Someone told me that each equation I included in the book would halve the sales. I therefore resolved not to have any equations at all.
— Stephen Hawking, in his book A Brief History of Time
Whoever gave this advice to Mr. Hawking is probably partly responsible for the success, financial and otherwise, of his book. But as Paul K. Feyerabend said: "All methodologies have their limitations and the only ‘rule’ that survives is ‘anything goes’."
Open access online communities interested in high quality and productivity can benefit from a high degree of technical formality, including large amounts of mathematics.
When confronted with an economic problem, first translate into mathematics, then solve the problem, then translate back into English and burn the mathematics.
— Alfred Marshall
Another valuable advice in and of itself. But expressing technical issues in a natural language can be a mixed blessing.
Everyone can understand natural language, or so they think. Often any understanding solely arrived at by natural language is vague and can lead people to mistakenly believe that they understand the issue in question sufficiently.
A little bit of knowledge is a dangerous thing. It can convince you that an argument this idiotic and this sloppy is actually profound.

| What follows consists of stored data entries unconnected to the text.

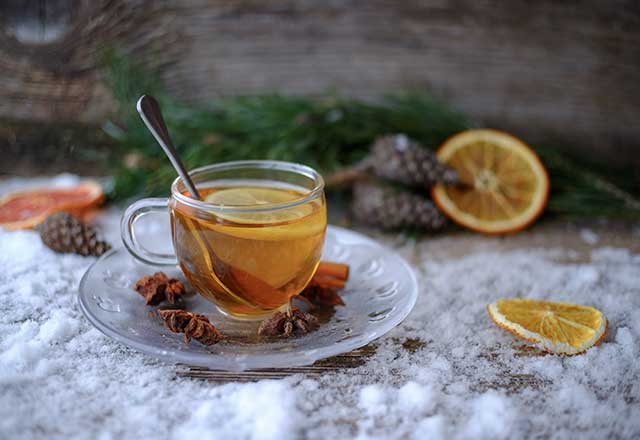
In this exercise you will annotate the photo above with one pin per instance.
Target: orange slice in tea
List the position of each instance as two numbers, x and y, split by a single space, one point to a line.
556 327
274 224
503 185
25 210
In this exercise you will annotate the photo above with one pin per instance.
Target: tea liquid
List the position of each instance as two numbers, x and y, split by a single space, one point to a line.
250 263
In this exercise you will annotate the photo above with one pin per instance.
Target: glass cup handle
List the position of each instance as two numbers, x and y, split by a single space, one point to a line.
131 215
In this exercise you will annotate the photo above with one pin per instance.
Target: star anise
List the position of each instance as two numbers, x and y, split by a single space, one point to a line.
194 326
288 323
322 296
159 287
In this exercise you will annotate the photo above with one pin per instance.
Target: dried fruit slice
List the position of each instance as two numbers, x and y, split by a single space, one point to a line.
503 185
556 327
24 210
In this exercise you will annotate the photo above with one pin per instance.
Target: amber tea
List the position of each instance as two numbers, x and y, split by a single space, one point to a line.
256 250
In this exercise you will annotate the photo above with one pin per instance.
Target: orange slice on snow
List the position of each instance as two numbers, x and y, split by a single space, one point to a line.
503 185
25 210
555 327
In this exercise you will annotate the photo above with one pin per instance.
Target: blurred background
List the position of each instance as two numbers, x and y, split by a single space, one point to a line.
559 74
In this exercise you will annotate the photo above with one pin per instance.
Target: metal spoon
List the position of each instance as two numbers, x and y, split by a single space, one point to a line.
151 114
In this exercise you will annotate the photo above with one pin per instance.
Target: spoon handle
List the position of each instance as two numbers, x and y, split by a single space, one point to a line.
151 114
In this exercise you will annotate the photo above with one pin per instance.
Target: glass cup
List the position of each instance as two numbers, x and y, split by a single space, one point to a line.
252 243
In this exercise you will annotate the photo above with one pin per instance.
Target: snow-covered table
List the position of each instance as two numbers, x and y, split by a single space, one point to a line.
446 372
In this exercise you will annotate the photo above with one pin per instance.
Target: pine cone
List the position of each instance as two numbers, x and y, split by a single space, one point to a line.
381 205
398 158
66 234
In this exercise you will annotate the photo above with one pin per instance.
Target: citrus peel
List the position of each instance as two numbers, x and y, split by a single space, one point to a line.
558 328
27 209
503 184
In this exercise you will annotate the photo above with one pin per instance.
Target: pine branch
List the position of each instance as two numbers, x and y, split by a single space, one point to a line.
329 134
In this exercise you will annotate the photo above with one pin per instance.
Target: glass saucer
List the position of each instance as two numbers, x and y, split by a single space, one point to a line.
380 293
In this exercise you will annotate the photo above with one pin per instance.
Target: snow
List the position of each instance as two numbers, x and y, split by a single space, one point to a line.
61 378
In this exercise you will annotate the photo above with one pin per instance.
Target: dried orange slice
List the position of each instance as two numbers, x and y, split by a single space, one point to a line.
556 327
503 185
25 210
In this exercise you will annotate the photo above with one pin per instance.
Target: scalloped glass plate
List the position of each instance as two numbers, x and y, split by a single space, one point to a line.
380 293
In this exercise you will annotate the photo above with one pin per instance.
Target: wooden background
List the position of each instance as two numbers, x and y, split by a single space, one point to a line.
563 73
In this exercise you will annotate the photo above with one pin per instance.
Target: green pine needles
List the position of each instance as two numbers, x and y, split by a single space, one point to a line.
327 134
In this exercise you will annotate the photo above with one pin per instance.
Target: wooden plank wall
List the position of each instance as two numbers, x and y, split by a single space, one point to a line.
554 72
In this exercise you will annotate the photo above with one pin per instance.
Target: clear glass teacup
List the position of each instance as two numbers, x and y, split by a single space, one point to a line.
254 240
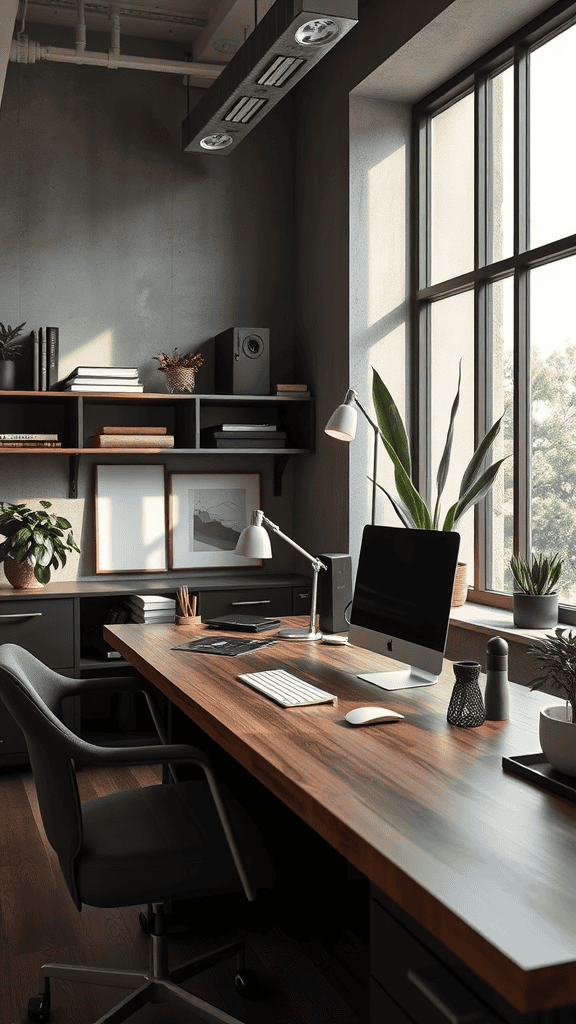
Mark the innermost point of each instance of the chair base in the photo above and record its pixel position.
(155, 985)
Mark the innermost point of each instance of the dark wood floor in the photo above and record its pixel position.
(39, 923)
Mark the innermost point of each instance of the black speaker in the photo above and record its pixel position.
(334, 593)
(242, 355)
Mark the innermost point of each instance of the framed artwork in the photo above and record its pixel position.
(206, 514)
(130, 518)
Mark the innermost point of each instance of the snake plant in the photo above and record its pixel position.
(408, 503)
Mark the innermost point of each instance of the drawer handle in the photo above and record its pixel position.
(236, 604)
(455, 1003)
(22, 614)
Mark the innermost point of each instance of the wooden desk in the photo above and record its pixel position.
(482, 859)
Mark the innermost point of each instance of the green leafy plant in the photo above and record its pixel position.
(9, 344)
(538, 576)
(408, 504)
(37, 537)
(556, 656)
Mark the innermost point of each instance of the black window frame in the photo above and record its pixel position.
(513, 51)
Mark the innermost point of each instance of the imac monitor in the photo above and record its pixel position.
(402, 598)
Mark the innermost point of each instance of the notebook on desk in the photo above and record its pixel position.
(244, 623)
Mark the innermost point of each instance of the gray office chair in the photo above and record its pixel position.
(147, 845)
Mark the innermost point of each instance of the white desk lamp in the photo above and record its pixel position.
(341, 425)
(254, 543)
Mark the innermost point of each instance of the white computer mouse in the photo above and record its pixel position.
(370, 716)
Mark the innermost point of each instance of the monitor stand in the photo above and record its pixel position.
(402, 680)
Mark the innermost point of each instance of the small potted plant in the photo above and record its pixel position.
(179, 370)
(9, 351)
(557, 659)
(35, 543)
(535, 595)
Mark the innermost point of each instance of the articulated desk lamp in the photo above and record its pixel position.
(341, 425)
(254, 543)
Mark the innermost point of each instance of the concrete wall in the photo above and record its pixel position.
(131, 247)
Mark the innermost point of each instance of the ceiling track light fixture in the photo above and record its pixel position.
(291, 38)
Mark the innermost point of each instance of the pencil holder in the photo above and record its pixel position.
(466, 706)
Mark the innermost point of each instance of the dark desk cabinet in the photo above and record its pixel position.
(63, 623)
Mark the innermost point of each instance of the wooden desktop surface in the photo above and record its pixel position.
(483, 859)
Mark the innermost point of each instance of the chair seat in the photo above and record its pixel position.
(163, 842)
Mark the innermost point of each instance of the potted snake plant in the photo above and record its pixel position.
(408, 504)
(535, 594)
(556, 656)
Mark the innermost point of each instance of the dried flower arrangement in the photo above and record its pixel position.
(191, 361)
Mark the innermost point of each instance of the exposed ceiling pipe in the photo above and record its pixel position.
(24, 50)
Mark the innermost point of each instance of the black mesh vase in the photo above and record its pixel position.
(466, 706)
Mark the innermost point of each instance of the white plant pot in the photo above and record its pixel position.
(558, 737)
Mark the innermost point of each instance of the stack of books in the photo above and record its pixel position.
(145, 437)
(235, 435)
(301, 390)
(151, 608)
(113, 379)
(29, 440)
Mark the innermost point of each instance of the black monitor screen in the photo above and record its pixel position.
(404, 584)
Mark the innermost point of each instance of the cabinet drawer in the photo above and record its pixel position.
(417, 981)
(44, 628)
(262, 600)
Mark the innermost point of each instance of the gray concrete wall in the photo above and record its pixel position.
(132, 248)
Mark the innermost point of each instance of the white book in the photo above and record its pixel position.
(104, 387)
(247, 426)
(152, 601)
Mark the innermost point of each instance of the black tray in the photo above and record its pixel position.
(536, 769)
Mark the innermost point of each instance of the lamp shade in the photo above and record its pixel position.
(253, 543)
(342, 423)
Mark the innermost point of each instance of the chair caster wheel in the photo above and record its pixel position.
(246, 983)
(39, 1008)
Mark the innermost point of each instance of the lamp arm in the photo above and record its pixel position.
(317, 564)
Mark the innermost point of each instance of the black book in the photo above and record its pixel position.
(43, 360)
(52, 344)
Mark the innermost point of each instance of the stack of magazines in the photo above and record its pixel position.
(114, 379)
(151, 608)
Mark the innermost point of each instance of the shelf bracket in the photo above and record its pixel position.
(74, 463)
(280, 463)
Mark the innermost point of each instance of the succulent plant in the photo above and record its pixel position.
(9, 343)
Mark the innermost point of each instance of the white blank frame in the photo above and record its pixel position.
(130, 518)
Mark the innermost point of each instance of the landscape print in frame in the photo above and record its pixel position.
(207, 512)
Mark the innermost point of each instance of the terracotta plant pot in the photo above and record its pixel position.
(21, 574)
(460, 589)
(558, 737)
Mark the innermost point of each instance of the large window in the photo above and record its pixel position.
(494, 285)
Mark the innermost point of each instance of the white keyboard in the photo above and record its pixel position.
(286, 689)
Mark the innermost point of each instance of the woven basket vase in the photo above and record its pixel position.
(179, 380)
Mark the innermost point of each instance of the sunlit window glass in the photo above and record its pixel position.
(553, 415)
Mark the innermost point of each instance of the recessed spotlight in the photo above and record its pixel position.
(215, 141)
(317, 33)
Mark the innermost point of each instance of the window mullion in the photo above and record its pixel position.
(522, 430)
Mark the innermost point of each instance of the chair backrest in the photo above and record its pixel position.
(33, 695)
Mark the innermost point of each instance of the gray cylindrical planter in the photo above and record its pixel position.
(535, 611)
(7, 375)
(558, 737)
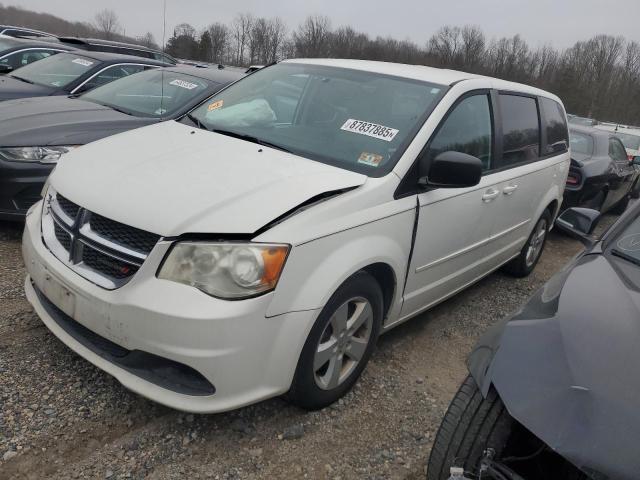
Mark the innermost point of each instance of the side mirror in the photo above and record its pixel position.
(450, 170)
(579, 223)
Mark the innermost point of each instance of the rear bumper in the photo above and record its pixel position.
(20, 187)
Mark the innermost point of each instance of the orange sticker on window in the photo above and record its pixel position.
(371, 159)
(215, 105)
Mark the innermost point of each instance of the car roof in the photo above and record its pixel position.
(32, 42)
(98, 41)
(214, 74)
(594, 132)
(25, 29)
(435, 75)
(115, 57)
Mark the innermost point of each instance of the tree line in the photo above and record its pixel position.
(597, 78)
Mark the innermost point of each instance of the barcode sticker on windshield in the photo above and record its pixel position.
(83, 62)
(370, 129)
(183, 84)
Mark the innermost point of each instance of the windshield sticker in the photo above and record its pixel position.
(370, 129)
(183, 84)
(371, 159)
(215, 105)
(82, 61)
(630, 243)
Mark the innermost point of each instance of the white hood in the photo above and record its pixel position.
(171, 179)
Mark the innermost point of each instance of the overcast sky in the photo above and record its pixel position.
(558, 22)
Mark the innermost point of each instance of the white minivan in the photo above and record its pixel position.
(261, 244)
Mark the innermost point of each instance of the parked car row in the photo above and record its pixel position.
(551, 391)
(213, 238)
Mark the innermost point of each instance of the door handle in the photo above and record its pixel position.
(490, 195)
(509, 189)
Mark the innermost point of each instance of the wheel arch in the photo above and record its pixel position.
(380, 248)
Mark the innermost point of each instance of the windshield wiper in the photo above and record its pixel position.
(22, 79)
(195, 120)
(251, 138)
(627, 257)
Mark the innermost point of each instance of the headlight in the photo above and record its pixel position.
(226, 270)
(34, 154)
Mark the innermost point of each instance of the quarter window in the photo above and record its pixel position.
(617, 150)
(521, 129)
(555, 126)
(467, 129)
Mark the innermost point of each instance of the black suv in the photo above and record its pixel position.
(96, 45)
(18, 52)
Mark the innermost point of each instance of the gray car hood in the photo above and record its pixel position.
(566, 366)
(60, 120)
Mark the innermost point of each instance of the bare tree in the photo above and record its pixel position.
(219, 35)
(107, 23)
(312, 38)
(147, 40)
(241, 27)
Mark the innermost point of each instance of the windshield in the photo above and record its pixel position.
(357, 120)
(55, 71)
(5, 44)
(631, 142)
(154, 93)
(627, 242)
(581, 143)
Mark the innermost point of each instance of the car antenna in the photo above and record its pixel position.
(164, 47)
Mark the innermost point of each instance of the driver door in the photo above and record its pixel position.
(453, 245)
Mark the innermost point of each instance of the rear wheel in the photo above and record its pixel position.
(526, 261)
(339, 344)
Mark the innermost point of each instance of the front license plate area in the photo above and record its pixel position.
(58, 294)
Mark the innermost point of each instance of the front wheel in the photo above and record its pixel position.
(526, 261)
(471, 425)
(339, 344)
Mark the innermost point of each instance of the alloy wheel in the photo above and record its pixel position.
(343, 343)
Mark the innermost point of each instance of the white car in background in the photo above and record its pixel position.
(260, 245)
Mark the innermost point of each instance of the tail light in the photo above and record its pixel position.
(573, 179)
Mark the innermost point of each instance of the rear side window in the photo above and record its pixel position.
(555, 127)
(467, 129)
(520, 128)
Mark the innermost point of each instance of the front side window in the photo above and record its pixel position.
(617, 151)
(520, 128)
(581, 143)
(154, 93)
(467, 129)
(555, 126)
(357, 120)
(57, 70)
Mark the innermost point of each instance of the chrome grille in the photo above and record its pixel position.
(102, 250)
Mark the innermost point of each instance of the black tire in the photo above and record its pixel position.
(471, 425)
(519, 266)
(305, 391)
(621, 206)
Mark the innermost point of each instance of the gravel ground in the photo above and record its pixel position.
(60, 417)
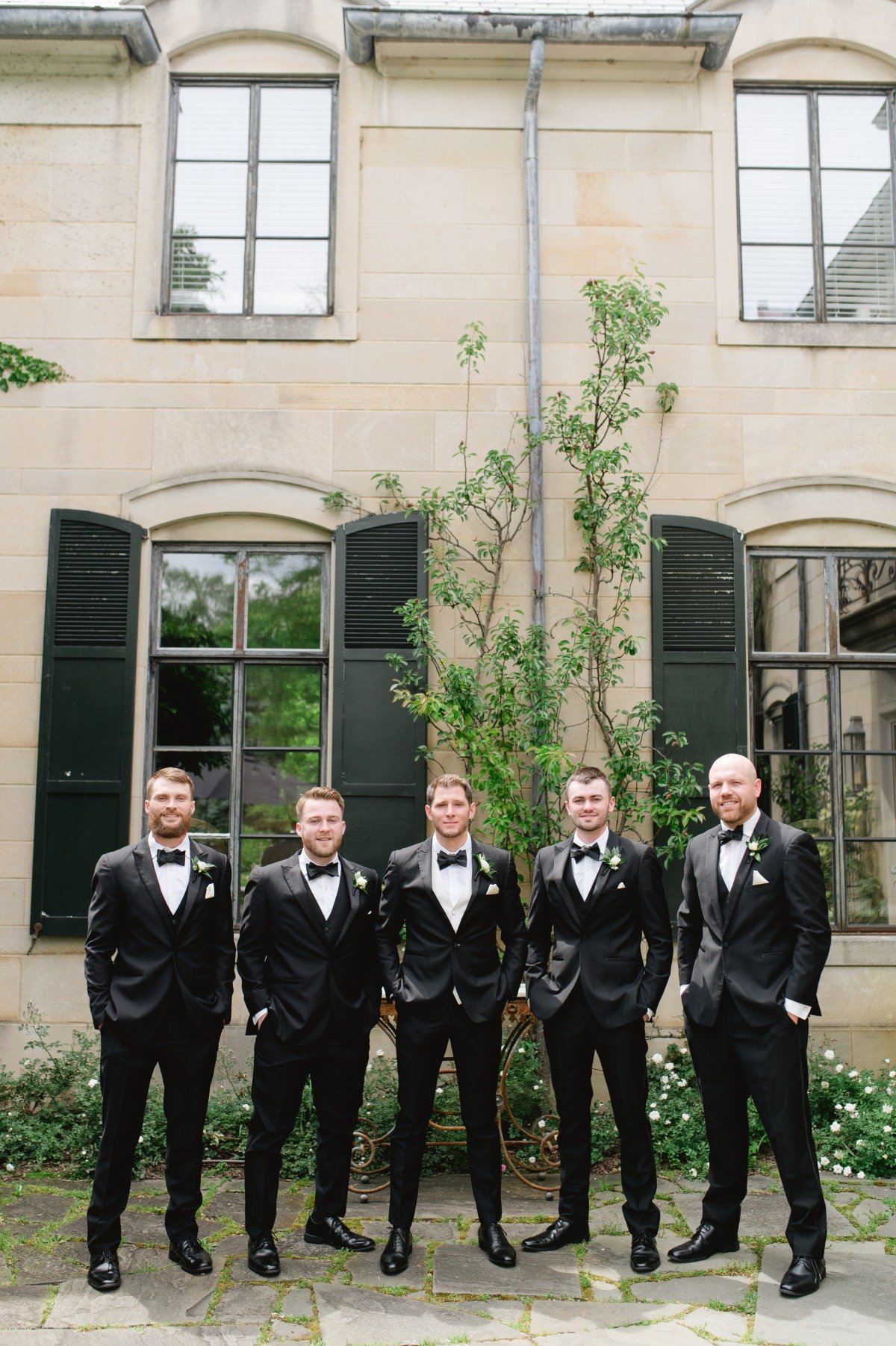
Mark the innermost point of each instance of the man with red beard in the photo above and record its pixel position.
(159, 968)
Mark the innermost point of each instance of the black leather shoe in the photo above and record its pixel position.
(497, 1247)
(803, 1277)
(644, 1253)
(190, 1255)
(556, 1236)
(332, 1230)
(104, 1271)
(706, 1241)
(394, 1256)
(264, 1257)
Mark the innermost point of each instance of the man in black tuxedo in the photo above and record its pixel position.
(452, 895)
(753, 940)
(592, 898)
(159, 968)
(311, 979)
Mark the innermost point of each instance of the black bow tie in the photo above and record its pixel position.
(447, 858)
(169, 858)
(317, 870)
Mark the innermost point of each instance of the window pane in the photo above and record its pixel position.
(196, 704)
(210, 774)
(778, 283)
(852, 131)
(283, 705)
(291, 278)
(210, 199)
(871, 882)
(284, 601)
(788, 603)
(271, 785)
(773, 131)
(295, 122)
(196, 601)
(213, 122)
(775, 208)
(859, 283)
(293, 199)
(790, 708)
(797, 789)
(206, 275)
(867, 595)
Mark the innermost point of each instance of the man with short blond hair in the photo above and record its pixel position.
(311, 982)
(159, 968)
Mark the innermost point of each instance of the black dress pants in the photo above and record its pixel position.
(337, 1068)
(186, 1059)
(420, 1049)
(768, 1064)
(572, 1038)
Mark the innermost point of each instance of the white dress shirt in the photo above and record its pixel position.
(172, 878)
(729, 858)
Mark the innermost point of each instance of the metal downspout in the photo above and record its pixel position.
(533, 328)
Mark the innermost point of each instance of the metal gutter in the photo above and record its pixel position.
(711, 31)
(54, 22)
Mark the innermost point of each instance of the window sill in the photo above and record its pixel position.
(339, 326)
(735, 331)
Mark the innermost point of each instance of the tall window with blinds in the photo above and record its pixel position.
(251, 198)
(815, 205)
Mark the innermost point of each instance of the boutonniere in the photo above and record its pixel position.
(756, 846)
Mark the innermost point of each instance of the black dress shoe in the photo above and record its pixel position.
(803, 1277)
(330, 1230)
(644, 1253)
(190, 1255)
(104, 1271)
(495, 1244)
(394, 1256)
(706, 1241)
(264, 1257)
(556, 1236)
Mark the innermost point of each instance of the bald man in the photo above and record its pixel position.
(753, 940)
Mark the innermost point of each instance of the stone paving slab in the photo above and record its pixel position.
(352, 1317)
(855, 1306)
(763, 1216)
(156, 1297)
(467, 1271)
(693, 1290)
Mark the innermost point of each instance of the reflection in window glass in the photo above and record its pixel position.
(196, 601)
(284, 601)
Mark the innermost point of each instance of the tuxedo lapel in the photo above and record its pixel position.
(147, 871)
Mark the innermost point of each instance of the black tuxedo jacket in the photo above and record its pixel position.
(136, 962)
(773, 940)
(597, 941)
(288, 964)
(438, 959)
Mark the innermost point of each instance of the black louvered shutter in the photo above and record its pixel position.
(700, 645)
(380, 566)
(87, 711)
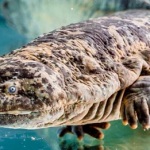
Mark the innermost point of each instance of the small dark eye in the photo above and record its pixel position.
(12, 89)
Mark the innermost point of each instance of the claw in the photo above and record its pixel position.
(136, 104)
(90, 129)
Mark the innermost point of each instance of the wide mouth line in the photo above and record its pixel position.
(17, 112)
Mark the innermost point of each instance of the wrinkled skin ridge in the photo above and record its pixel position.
(78, 75)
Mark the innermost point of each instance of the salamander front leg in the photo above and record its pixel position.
(136, 104)
(90, 129)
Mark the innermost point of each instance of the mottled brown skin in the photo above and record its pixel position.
(80, 74)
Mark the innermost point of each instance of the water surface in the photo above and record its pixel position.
(118, 137)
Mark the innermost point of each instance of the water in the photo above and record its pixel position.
(118, 137)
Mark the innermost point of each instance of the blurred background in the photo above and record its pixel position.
(23, 20)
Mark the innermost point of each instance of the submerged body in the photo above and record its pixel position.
(77, 74)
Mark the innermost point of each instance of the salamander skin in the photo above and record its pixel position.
(79, 74)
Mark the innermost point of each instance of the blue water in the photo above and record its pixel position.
(118, 137)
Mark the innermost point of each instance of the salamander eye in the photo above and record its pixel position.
(12, 89)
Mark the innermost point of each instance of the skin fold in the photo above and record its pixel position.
(82, 76)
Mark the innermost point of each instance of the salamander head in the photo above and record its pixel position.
(26, 93)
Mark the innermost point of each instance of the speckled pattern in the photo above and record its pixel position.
(77, 74)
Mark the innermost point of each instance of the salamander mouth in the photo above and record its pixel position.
(17, 112)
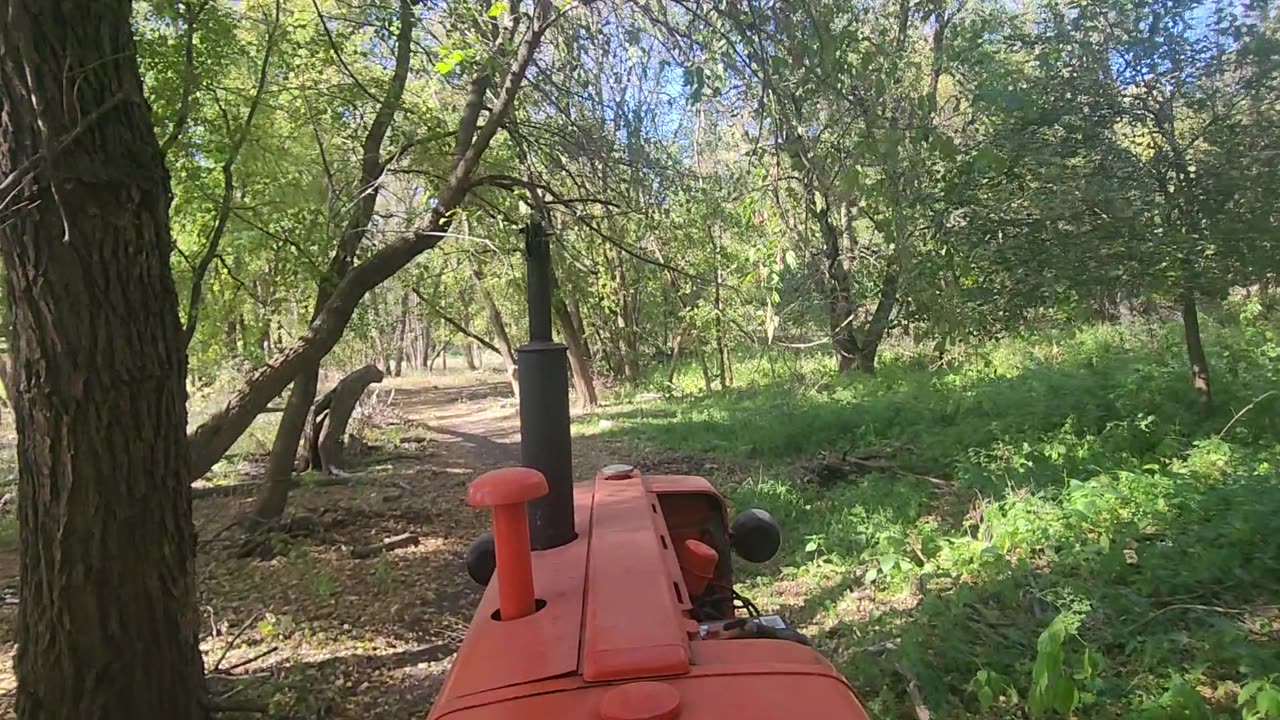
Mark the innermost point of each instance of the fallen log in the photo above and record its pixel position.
(405, 540)
(327, 425)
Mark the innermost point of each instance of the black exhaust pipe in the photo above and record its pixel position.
(544, 437)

It can convince you to publicly make a raging jackass out of yourself, by rambling on and on, based on a stupid misunderstanding of a simplified, informal, intuitive description of something complex.
— Mark Chu-Carroll, The Danger When You Don’t Know What You Don’t Know
The introduction of formal language and a focus on hard problems filters out a large subgroup of people who might otherwise believe that they are eligible for membership, able contribute something useful or that the community is interested in their critique.
More generally, many of the objects demonstrated to be impossible in the previous posts in this series can appear possible as long as there is enough vagueness. For instance, one can certainly imagine an omnipotent being provided that there is enough vagueness in the concept of what “omnipotence” means; but if one tries to nail this concept down precisely, one gets hit by the omnipotence paradox. Similarly, one can imagine a foolproof strategy for beating the stock market (or some other zero sum game), as long as the strategy is vague enough that one cannot analyse what happens when that strategy ends up being used against itself. Or, one can imagine the possibility of time travel as long as it is left vague what would happen if one tried to trigger the grandfather paradox. And so forth. The “self-defeating” aspect of these impossibility results relies heavily on precision and definiteness, which is why they can seem so strange from the perspective of vague intuition.
Terence Tao thinks that real insight only kicks in "once one tries to clear away the fog of vagueness and nail down all the definitions and mathematical statements precisely." This is another advantage of being technical as it introduces a high degree of focus by tabooing colloquial language and thereby reducing ambiguity.
To be technical means to be more formal. Formalizing problems is itself a problem that needs to be taken seriously as it is part of the eventual solution of each problem. Formalizing a problem is increasing the productivity of people who work on that problem by being more specific about what exactly it is that needs to be solved and by serving as a measure of progress.
Measure of Progress
Everyone involved has to be sure what is being asked for and what progress has been made so far. But to measure progress one needs to know what constitutes progress.
Progress ultimately means to approach a solution. But to approach a solution, first and foremost, one needs to formalize the problem, which in turn means to be highly specific about what would constitute a solution. And only by being strictly technical and by constantly trying to reduce any vagueness one can effectively approach the formalization of a problem and its eventual solution.